IEEE Trans Pattern Anal Mach Intell. 2023 Jun;45(6):7686-7695. doi: 10.1109/TPAMI.2022.3223407. Epub 2023 May 5.
Controlling a non-statically bipedal robot is challenging due to the complex dynamics and multi-criterion optimization involved. Recent works have demonstrated the effectiveness of deep reinforcement learning (DRL) for simulation and physical robots. In these methods, the rewards from different criteria are normally summed to learn a scalar function. However, a scalar is less informative and may be insufficient to derive effective information for each reward channel from the complex hybrid rewards. In this work, we propose a novel reward-adaptive reinforcement learning method for biped locomotion, allowing the control policy to be simultaneously optimized by multiple criteria using a dynamic mechanism. The proposed method applies a multi-head critic to learn a separate value function for each reward component, leading to hybrid policy gradients. We further propose dynamic weight, allowing each component to optimize the policy with different priorities. This hybrid and dynamic policy gradient (HDPG) design makes the agent learn more efficiently. We show that the proposed method outperforms summed-up-reward approaches and is able to transfer to physical robots. The MuJoCo results further demonstrate the effectiveness and generalization of HDPG.

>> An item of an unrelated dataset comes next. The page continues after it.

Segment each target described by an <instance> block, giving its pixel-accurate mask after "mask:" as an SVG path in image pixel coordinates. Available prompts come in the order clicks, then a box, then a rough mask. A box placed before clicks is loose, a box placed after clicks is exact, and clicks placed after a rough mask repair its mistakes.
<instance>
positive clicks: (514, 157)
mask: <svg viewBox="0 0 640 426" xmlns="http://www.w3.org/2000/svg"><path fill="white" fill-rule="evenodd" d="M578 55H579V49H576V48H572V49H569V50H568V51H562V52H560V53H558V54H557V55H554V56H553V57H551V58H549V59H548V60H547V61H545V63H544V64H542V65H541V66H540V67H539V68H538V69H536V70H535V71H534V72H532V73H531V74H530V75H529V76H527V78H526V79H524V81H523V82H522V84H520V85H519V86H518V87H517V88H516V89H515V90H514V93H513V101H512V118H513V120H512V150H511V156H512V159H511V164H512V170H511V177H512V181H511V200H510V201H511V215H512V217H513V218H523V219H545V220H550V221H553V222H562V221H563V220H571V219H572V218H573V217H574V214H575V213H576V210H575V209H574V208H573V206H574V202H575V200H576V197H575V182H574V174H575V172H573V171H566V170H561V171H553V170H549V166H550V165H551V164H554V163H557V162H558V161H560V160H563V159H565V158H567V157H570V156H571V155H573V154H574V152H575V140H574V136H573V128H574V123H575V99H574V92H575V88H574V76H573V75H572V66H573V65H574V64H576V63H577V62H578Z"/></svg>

控制非静态双足机器人具有挑战性,因为涉及到复杂的动力学和多准则优化。最近的研究表明,深度强化学习(DRL)在模拟和物理机器人方面非常有效。在这些方法中,通常将来自不同标准的奖励相加以学习标量函数。然而,标量的信息量较少,并且可能不足以从复杂的混合奖励中为每个奖励通道得出有效信息。在这项工作中,我们提出了一种用于双足运动的新的奖励自适应强化学习方法,允许控制策略使用动态机制同时通过多个标准进行优化。所提出的方法应用多头评论家来为每个奖励分量学习单独的价值函数,从而导致混合策略梯度。我们进一步提出了动态权重,允许每个分量以不同的优先级优化策略。这种混合和动态策略梯度(HDPG)设计使代理更有效地学习。我们表明,所提出的方法优于总和奖励方法,并且能够转移到物理机器人。MuJoCo 的结果进一步证明了 HDPG 的有效性和泛化能力。